講座 第5回 史跡弓削島荘遺跡探訪・散策講座

■重要文化財 定光寺観音堂 見学会
(1)第5回史跡弓削島荘遺跡探訪・散策講座 文化財建造物における修理技術を学んでみよう!
(2)令和7年11月24日(月・振替休日) 10:00~15:00
(3)学芸員と宮大工による修理技術の概要・意義の解説
(4)一般参加者数 39名

11月24日(月・振替休日)、弓削土生地区の定光寺において、第5回史跡弓削島荘遺跡探訪・散策講座として重要文化財定光寺観音堂見学会が行われました。
見学会では、「文化財建造物における修理技術を学んでみよう!」と題し、令和7年度に国指定文化財管理事業として縁板補修工事が行われている国指定重要文化財(建造物)「定光寺観音堂」において、工事に従事している宮大工が文化財建造物における修理技術の概要と意義を解説しました。

◇史跡に建つ重要文化財建造物
定光寺は国指定史跡弓削島荘遺跡の構成資産(史跡指定地)であり、その境内地が指定範囲となっています。境内に建つ定光寺観音堂は昭和52年に国の重要文化財に指定され、昭和54年から翌年にかけて解体修理工事が実施されました。修理の際、屋根野地板に「寛正四年八月三日」の墨書が確認されたことから、観音堂は室町時代中期の寛正4年(1463)の建立と推定されています。室町時代において、全国で建てられた小規模仏堂は耐用年限が短く、現存例は極めて少数です。当初材の残存状況が極めて良好である定光寺観音堂は建築史上において貴重な遺構です。

◇伝統的な木工技術
見学会は、8月からの縁板補修工事に従事している宮大工の全面的な協力により実現されました。縁板は先述の解体修理工事で復原されたものであり、雨水による経年劣化により破損・腐朽が進行していました。

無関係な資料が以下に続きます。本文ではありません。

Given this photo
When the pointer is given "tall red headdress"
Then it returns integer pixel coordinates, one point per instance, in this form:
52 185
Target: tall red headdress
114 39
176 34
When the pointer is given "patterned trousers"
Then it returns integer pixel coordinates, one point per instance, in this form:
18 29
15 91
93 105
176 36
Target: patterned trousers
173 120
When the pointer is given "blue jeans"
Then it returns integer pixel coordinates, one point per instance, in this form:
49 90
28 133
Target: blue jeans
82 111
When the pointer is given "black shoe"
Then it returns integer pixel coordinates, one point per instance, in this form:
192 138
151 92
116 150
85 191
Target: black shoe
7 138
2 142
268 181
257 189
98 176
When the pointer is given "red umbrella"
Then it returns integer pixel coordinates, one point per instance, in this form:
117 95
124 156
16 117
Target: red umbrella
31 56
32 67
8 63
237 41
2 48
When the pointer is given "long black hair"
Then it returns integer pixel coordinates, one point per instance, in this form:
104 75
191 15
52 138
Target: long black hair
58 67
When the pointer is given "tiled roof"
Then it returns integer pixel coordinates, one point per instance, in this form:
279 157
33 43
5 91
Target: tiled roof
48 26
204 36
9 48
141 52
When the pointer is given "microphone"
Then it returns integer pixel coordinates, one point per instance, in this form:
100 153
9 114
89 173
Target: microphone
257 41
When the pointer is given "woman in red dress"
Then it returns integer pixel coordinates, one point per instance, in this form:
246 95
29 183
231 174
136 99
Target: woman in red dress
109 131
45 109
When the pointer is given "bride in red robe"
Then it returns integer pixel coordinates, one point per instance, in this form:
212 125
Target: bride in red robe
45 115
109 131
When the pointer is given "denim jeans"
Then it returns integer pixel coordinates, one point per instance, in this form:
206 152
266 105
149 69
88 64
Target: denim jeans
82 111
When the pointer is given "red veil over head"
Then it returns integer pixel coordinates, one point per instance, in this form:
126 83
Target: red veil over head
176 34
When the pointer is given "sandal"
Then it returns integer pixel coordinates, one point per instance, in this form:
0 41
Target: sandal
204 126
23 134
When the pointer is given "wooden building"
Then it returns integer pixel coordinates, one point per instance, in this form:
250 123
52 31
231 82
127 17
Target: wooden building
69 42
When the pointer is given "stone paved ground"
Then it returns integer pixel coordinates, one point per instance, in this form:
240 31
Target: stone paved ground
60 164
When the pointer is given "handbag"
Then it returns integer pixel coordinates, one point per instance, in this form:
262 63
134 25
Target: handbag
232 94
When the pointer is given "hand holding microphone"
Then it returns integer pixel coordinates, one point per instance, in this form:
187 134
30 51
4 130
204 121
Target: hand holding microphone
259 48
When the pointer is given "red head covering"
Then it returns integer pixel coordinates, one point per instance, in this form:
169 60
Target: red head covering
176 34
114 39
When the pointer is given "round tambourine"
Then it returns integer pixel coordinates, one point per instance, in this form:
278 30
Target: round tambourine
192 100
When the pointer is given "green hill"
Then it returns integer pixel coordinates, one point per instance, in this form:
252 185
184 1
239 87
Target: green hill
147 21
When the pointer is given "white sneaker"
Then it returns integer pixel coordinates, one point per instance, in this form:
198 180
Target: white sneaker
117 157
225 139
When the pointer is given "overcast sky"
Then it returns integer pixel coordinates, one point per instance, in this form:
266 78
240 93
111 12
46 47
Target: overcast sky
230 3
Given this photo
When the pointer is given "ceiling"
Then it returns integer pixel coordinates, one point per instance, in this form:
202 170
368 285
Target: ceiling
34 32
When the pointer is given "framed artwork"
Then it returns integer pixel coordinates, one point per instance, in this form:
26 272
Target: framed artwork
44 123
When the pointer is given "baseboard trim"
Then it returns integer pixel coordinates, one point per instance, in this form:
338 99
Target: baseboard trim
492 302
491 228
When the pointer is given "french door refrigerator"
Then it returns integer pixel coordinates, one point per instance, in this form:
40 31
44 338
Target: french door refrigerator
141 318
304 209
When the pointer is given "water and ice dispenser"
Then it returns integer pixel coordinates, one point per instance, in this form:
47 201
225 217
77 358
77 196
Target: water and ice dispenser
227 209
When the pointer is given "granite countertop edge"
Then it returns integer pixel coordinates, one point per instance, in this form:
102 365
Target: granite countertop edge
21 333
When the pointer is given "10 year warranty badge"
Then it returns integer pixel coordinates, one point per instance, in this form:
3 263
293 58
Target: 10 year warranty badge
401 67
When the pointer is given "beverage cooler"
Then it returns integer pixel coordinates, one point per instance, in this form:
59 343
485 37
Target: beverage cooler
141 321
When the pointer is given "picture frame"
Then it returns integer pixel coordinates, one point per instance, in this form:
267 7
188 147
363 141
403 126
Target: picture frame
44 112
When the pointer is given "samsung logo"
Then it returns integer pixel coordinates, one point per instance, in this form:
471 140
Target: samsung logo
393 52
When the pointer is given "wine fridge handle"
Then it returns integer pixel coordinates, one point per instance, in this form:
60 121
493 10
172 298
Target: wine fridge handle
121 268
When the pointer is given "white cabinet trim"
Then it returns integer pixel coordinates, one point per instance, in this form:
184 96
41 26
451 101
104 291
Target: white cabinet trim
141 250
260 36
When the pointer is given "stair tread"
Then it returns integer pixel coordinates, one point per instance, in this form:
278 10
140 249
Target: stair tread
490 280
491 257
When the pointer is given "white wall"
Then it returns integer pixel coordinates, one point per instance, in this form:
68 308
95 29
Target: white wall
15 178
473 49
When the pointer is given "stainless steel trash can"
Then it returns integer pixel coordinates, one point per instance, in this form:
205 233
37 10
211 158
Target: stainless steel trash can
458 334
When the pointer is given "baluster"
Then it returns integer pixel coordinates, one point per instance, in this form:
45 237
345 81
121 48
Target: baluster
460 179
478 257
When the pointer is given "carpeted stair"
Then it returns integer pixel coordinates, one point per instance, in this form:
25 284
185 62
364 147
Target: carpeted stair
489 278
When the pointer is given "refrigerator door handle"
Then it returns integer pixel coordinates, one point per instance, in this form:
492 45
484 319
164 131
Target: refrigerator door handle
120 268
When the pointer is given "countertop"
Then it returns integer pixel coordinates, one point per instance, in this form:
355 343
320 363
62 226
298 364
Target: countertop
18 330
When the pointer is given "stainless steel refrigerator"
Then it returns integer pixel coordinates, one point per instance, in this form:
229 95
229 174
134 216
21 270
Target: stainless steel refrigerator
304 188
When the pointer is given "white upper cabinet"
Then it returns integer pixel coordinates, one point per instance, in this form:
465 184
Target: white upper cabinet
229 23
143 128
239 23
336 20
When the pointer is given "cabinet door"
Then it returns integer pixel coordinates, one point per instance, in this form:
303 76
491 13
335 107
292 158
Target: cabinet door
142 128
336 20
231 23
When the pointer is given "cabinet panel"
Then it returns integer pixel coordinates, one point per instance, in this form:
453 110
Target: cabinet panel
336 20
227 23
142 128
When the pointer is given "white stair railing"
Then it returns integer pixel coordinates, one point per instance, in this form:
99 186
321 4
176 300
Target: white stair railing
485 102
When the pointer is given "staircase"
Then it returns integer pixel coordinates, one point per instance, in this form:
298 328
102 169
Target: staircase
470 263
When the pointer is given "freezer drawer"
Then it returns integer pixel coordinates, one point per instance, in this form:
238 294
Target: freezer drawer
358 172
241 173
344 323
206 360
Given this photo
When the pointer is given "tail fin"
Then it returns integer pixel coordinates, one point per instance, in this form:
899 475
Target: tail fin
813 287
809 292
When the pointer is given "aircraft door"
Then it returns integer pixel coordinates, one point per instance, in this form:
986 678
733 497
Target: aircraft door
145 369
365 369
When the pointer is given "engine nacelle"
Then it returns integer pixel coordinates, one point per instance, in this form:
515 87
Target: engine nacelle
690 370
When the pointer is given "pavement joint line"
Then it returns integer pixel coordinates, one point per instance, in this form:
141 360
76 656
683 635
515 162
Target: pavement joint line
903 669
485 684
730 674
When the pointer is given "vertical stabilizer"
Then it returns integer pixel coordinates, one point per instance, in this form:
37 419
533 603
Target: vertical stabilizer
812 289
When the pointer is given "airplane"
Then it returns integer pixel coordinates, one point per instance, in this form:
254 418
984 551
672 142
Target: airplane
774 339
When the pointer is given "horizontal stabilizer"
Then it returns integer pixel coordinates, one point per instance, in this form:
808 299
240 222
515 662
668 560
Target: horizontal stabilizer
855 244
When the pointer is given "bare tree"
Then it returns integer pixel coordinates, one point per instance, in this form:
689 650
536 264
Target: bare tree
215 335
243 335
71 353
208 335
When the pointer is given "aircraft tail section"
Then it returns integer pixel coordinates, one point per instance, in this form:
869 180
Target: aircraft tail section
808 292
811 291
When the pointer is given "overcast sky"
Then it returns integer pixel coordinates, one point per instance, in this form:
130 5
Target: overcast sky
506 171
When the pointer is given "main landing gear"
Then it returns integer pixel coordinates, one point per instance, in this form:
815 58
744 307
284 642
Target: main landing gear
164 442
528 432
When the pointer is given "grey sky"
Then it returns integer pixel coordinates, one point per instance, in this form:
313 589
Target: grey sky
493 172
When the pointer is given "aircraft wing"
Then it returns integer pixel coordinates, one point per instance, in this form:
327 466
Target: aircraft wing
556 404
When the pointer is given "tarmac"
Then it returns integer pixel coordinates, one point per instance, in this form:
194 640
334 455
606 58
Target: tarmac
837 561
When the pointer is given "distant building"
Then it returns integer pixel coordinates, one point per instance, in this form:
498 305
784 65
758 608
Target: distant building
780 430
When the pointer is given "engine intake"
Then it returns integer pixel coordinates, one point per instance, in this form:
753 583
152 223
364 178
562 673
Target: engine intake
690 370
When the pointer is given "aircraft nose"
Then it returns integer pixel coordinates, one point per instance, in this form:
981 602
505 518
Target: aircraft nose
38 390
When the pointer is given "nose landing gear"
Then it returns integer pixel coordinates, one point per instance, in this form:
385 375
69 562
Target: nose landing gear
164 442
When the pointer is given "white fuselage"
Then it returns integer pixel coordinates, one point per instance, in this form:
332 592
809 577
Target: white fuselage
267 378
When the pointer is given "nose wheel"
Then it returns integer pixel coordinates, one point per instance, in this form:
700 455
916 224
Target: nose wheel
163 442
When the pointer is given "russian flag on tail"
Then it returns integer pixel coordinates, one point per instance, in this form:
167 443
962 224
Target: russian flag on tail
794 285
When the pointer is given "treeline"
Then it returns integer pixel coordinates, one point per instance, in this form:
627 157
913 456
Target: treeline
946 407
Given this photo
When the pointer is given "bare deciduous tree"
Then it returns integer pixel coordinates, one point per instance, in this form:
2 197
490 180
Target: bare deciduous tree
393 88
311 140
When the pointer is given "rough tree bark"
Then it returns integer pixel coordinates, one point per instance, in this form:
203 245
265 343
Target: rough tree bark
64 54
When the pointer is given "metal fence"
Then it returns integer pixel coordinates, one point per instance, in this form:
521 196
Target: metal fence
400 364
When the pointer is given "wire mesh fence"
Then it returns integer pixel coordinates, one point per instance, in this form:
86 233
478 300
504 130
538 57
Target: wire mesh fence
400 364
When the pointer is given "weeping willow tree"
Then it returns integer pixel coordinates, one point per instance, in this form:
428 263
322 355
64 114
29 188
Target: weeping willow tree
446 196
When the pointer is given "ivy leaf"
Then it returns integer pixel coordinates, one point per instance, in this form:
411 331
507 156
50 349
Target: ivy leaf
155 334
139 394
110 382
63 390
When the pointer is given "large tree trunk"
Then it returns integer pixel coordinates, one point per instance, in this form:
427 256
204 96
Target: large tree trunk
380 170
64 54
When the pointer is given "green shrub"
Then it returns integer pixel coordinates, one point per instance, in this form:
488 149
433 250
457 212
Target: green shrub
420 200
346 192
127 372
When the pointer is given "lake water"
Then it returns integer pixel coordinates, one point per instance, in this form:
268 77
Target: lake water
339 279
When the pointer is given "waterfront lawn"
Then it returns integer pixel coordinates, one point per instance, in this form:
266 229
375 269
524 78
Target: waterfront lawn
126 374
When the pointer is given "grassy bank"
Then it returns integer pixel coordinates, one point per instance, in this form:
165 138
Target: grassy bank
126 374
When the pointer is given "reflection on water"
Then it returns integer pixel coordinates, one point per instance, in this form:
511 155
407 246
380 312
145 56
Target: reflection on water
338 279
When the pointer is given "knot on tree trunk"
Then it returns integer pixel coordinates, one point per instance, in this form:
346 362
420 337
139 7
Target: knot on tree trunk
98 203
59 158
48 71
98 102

補修工事では、破損程度に応じて、取替、継木(つぎき)、矧木(はぎき)などによる補修を行います。継木や矧木は、ひとつの部材の中で破損・腐朽した部分のみを新材に置き換え、部材強度を考慮しながら良好な古材を残す工法です。

◇文化財建造物における修理技術を学んでみよう!
見学会の会場には昭和の解体修理工事で撮影された写真や竣工規矩図などの資料を展示しました。また、大工道具や参考資料として白鷹幸伯さん(鍛冶職人、松山市出身)が鍛造した和釘(わくぎ)・鎹(かすがい)などを陳列しました。観音堂の見学の合間には、宮大工の杉本幸亮さん(上島町岩城)と池田将敏さん(鳥取県倉吉市)による鉞(まさかり)や手斧(ちょうな)を使用して材木の側面を削り落とす「はつり」の実演が行われました。さらに、矧木の実演や「かんな掛け」の体験も実施され、参加者から「古くから続く技術のすばらしさがよくわかりました。」「次代への遺産の引き継ぎは、大変尊いお仕事ですね。」といった感想をいただきました。昭和の解体修理工事では、設計監理や工事施工関係者、さらには地域の多くの方々の協力により、定光寺観音堂を創建当初の姿に復原することができました。令和の時代も地域社会が一体となって、地域資源である史跡弓削島荘遺跡をはじめとした文化財を保存し、それらを地域づくりに活用することを推進します。次回の探訪・散策講座にもご期待ください。